My kids have never seen me act or sing professionally, mostly as that part of me has been on hold since they were born. They've seen me at work, but they were so young and I wasn't really being a leader at that moment in time, so they don't know that part of me. They absolutely know the mama who walks through the door and hasn't quite transitioned from work to home. My husband has had many a conversation with me about the people I live with not being my employees. (I am clearly still a work in progress.)
What has been keeping me thinking is that so many of these personas are necessary, sometimes due to the nature of life (i.e. work vs. home) and sometimes due to necessity (i.e. Heather's true desires vs. what Heather can get away with the world knowing). If my need for organized paperwork spills over into my home life, no harm no foul. But if I was the sort of person who fell in love with inanimate objects (objectophilia), I should probably keep that between myself and said object (and my support group).
So, I've been wondering whether this separation of church and state can lead to a fracturing of the subconscious. Is this compartmentalization a way to deal with the necessities of life? Or ultimately does this lead to a less then fulfilled human, a broken soul (more emotional than spiritual)? Is this the sort of thing that shocks your kids when they clean your personal effects out after you've shuffled off your mortal coil and gone to join the choir invisible? Do we leave anything in writing, or burn it all before we die? How much do we want our loved ones to know about our true selves, the part we listen to crappy love songs to satisfy.
Mom and I had a discussion about her notebooks and personal records long before she died.
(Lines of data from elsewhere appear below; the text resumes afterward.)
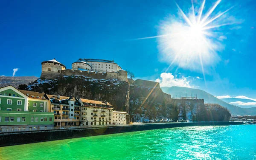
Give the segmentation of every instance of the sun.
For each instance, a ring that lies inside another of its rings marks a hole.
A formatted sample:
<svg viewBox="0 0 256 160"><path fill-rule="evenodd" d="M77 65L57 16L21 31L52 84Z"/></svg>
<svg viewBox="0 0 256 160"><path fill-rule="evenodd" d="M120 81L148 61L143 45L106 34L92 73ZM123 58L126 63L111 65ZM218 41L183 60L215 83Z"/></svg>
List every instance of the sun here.
<svg viewBox="0 0 256 160"><path fill-rule="evenodd" d="M201 71L204 77L204 66L213 66L220 60L218 52L224 47L218 39L223 35L219 29L236 23L227 18L227 12L233 7L213 14L221 2L218 0L204 12L206 0L201 1L201 5L195 3L199 4L199 7L195 7L192 0L192 7L187 15L175 3L179 12L177 17L171 16L162 22L157 36L135 39L157 38L160 60L169 63L166 71L176 65L178 67Z"/></svg>

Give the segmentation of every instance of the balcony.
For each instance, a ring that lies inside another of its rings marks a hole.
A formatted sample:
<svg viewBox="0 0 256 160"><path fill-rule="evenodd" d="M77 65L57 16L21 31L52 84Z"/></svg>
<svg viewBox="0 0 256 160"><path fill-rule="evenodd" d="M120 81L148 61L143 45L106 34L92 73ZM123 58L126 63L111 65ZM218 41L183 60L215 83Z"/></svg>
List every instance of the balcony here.
<svg viewBox="0 0 256 160"><path fill-rule="evenodd" d="M70 108L62 108L62 110L70 110Z"/></svg>

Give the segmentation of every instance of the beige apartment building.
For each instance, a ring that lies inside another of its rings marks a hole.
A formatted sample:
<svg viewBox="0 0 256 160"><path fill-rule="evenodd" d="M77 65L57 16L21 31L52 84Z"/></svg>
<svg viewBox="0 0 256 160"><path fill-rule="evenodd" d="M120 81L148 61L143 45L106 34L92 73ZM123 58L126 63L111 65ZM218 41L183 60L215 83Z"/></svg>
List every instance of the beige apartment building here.
<svg viewBox="0 0 256 160"><path fill-rule="evenodd" d="M80 98L81 119L82 126L113 124L113 108L107 102Z"/></svg>
<svg viewBox="0 0 256 160"><path fill-rule="evenodd" d="M113 124L126 125L126 115L125 112L113 111Z"/></svg>

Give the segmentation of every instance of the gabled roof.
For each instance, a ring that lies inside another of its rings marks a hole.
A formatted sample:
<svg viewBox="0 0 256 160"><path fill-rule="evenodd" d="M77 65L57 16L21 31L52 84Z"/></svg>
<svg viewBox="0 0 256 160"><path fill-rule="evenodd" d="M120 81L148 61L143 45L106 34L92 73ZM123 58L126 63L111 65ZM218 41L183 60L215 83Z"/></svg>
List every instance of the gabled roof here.
<svg viewBox="0 0 256 160"><path fill-rule="evenodd" d="M20 90L19 90L30 98L47 99L47 97L45 96L45 94L43 93Z"/></svg>
<svg viewBox="0 0 256 160"><path fill-rule="evenodd" d="M3 87L2 88L0 88L0 92L2 92L3 91L6 90L8 90L9 89L14 90L15 92L16 93L19 93L21 96L23 96L23 98L26 98L27 97L26 95L25 95L22 92L19 91L18 90L16 89L14 87L12 86L11 85L9 85L9 86L7 86L6 87Z"/></svg>
<svg viewBox="0 0 256 160"><path fill-rule="evenodd" d="M92 103L93 104L102 104L102 105L106 105L108 106L112 106L110 103L108 102L104 102L102 101L95 101L95 100L91 100L90 99L83 99L80 98L81 101L83 103Z"/></svg>

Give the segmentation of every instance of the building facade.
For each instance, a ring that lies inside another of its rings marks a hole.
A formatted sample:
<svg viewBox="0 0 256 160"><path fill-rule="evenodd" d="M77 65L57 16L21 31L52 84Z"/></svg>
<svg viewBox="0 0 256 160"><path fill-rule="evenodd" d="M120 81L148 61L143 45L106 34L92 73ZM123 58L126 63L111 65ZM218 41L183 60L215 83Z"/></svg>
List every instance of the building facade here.
<svg viewBox="0 0 256 160"><path fill-rule="evenodd" d="M127 72L122 69L113 61L104 59L80 59L72 64L72 69L66 67L55 59L44 61L41 78L53 79L61 75L81 75L96 79L117 79L127 81Z"/></svg>
<svg viewBox="0 0 256 160"><path fill-rule="evenodd" d="M113 111L113 124L126 125L126 115L128 114L128 113L125 112Z"/></svg>
<svg viewBox="0 0 256 160"><path fill-rule="evenodd" d="M55 126L79 126L81 104L76 98L47 95L50 100L50 112L54 113Z"/></svg>
<svg viewBox="0 0 256 160"><path fill-rule="evenodd" d="M47 112L49 101L43 96L32 97L23 92L12 86L0 88L0 131L53 126L53 114Z"/></svg>
<svg viewBox="0 0 256 160"><path fill-rule="evenodd" d="M113 108L109 102L80 98L83 126L113 124Z"/></svg>

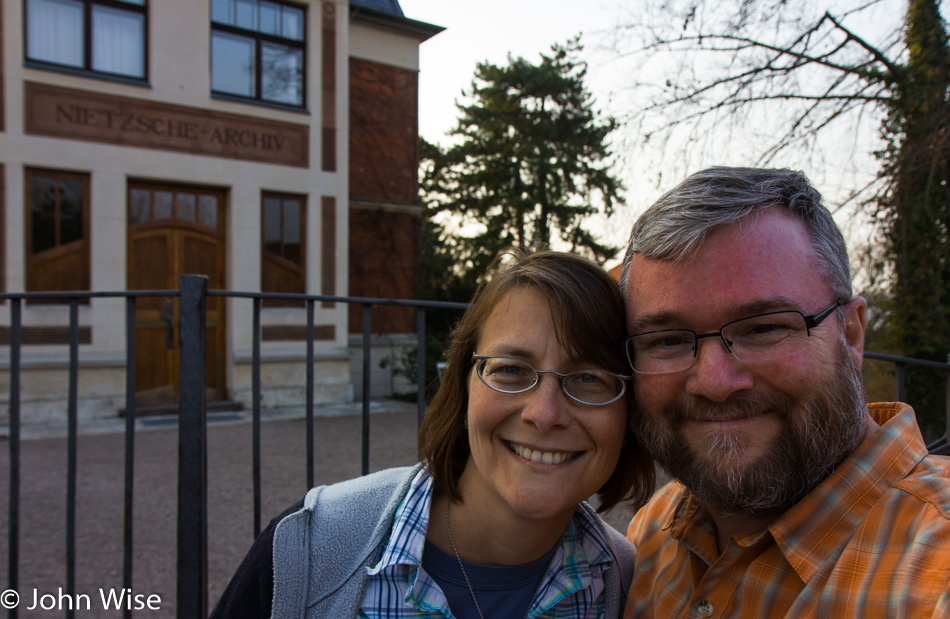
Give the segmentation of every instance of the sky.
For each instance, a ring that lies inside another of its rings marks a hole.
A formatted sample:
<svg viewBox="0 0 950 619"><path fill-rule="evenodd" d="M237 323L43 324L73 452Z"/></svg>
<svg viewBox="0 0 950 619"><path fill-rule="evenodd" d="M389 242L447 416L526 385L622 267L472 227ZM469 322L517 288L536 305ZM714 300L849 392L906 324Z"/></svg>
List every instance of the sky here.
<svg viewBox="0 0 950 619"><path fill-rule="evenodd" d="M593 57L595 46L588 41L613 25L617 1L400 0L406 17L445 27L419 50L419 134L430 142L448 143L446 134L458 118L455 102L463 99L463 90L470 91L478 62L506 64L509 54L537 62L552 45L579 34L587 45L585 56ZM620 82L616 71L611 63L588 66L588 87L600 110L606 110L611 87ZM631 171L618 167L616 173L624 178ZM593 218L588 227L602 239L623 245L636 215L660 193L638 193L609 221Z"/></svg>
<svg viewBox="0 0 950 619"><path fill-rule="evenodd" d="M820 5L822 0L815 1ZM621 21L624 11L630 10L631 5L627 3L624 7L622 0L400 0L400 4L406 17L446 28L420 47L419 133L430 142L448 143L446 133L455 126L458 114L455 102L463 99L463 90L470 90L477 62L505 64L509 54L537 62L539 54L549 51L552 44L563 43L578 34L583 35L588 88L594 95L595 107L617 116L624 109L624 98L636 96L627 88L632 72L629 68L625 71L623 64L600 44L601 35ZM870 135L864 137L875 139ZM627 188L627 204L610 219L592 218L587 226L602 241L618 246L625 244L636 217L686 174L713 164L747 164L742 145L728 140L721 140L723 147L715 149L713 156L717 160L687 162L669 155L664 157L662 152L652 156L639 152L637 160L624 158L633 148L625 146L623 139L623 134L616 135L613 149L620 155L615 174ZM873 173L875 166L866 154L872 147L862 146L864 157L869 160L864 167L870 166ZM842 170L849 167L846 161L852 158L853 145L850 152L819 159L818 167L813 162L797 165L797 161L783 165L803 169L827 201L834 203L837 196L861 184L835 169L839 163ZM841 213L836 218L839 224L847 224L851 216ZM862 232L859 236L866 238Z"/></svg>
<svg viewBox="0 0 950 619"><path fill-rule="evenodd" d="M578 10L585 4L583 10ZM420 47L419 133L443 141L455 101L469 90L475 64L505 64L508 54L537 61L555 43L607 28L602 0L400 0L406 17L443 26Z"/></svg>

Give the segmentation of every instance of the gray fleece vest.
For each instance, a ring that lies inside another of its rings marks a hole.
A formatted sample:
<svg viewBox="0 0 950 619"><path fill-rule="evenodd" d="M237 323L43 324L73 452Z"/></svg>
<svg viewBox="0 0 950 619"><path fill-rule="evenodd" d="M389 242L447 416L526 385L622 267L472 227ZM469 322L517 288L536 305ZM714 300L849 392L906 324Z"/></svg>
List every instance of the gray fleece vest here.
<svg viewBox="0 0 950 619"><path fill-rule="evenodd" d="M356 617L366 592L366 568L379 563L396 508L421 465L387 469L307 493L303 507L274 530L274 619ZM593 509L586 503L581 509ZM614 556L604 572L611 619L623 611L633 576L634 548L601 526Z"/></svg>

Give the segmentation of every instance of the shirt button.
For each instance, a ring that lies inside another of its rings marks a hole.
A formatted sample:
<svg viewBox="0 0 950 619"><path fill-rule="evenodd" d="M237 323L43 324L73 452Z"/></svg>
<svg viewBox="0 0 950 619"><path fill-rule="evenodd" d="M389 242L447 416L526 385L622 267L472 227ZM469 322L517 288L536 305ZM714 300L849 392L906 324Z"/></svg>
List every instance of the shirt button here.
<svg viewBox="0 0 950 619"><path fill-rule="evenodd" d="M696 605L696 612L703 617L712 617L713 605L709 600L702 600Z"/></svg>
She said that if anything happened to her, I wasn't allowed to read any of it. I was to destroy it all. I told her, tough luck - I'm not destroying anything. Needless to say, that pissed her off. It caused her to start winnowing out her personal effects long before she died, airbrushing her image and my understanding of her. As her death was so unexpected, she didn't get much headway on clearing the farm out. After she died, I was left with a couple of boxes of papers and notebooks to look through. I won't share the intimate details, because she didn't want me to know them after all. It did make me wish that she had wanted to talk about some of this with me before she died, because I wanted to understand the whys behind some of her choices in life.
Oracle reminds us that we've already made our choices, we're just here to understand why. Perhaps there's no more reason for my mother to explain herself, as there is for me. As long as we're all consenting adults here, and comfortable with our conscience, then shifting in and out of whatever applicable persona is necessary for the task at hand might not fracture you or obligate your exposition. But it begs the question, which is the authentic self and which are the clones.